Shea Weaver’s varied monikers — like Cheezecoat — correspond to where music has taken him.

Stephen Carradini July 6th, 2011

Shea Weaver
9-10 p.m. Friday
JJ’s Alley
212 E. Sheridan 605-4543

Cheezecoat
Saturday
Midsummer Nights’ Fair
Lions Park 450 S. Flood, Norman
normanfirehouse.com 329-4523

Shea Weaver is a busy man.

“You never know where things in life will take you,” said the Oklahoma City musician, who plays under his own name, as Cheezecoat and in Country Strange. His varied monikers correspond to the various places that music has taken him.

He started playing with Country Strange almost 10 years ago, after meeting guitarist Chris Boyd in college. “We learned to play our guitars together,” Weaver said. The band plays covers and originals in the “red dirt, Austin style.” Weaver writes some of the material and sings harmony in the band.

His songwriting skill grew out into solo work as well.

“I’m kind of a clown. I can make people laugh,” Weaver said. “I started writing songs, and some of them went blue. I call them honest.”

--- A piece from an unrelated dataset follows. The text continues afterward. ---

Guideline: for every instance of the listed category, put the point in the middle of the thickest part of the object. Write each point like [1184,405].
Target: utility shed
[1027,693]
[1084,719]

Weaver started playing his tunes, which currently include “Sex Position Song” and “Biggest Penis in History,” at JJ’s Alley during open-mike nights. He caught the attention of owners, who asked him to perform a more prestigious slot: Friday night opener.

“It’s an interesting show. The owner likes it, and I’m starting to get a little following,” Weaver said. With his raunchy material going full guns, he decided that his next project would be an album of children's songs.

A woman he was dating had two children, one of whom had trouble sleeping. He wrote some songs to facilitate the process and recorded them in his home studio. He gave them to friends, who gave them to friends. Next thing he knew, he was sleeping in Nashville on the couch of Wide Studios’ Andy Hunt.

“It was one of the projects he’d wanted to do for a while, doing a kids’ album,” Weaver said. Weaver had recently been laid off, so it was easy to take a month and head to Music City to record the self-titled Cheezecoat album.

When he came back, life took him back to the same job he’d had before.

“I got rehired. I gotta pay the bills,” Weaver said. “I do the kid thing on the side.”

That includes the circuit of schools and day cares, as well as Saturday’s gig at Midsummer Nights’ Fair. He’s aware of local band Sugar Free Allstars, who make a living as professional musicians, but he’s not specifically shooting for that outcome with his Cheezecoat project; at least, not more than any other of his projects.

“Whichever one catches on first will be the one I gravitate toward. I love performing, whether it’s Country Strange or comedy or kids’ stuff,” he said.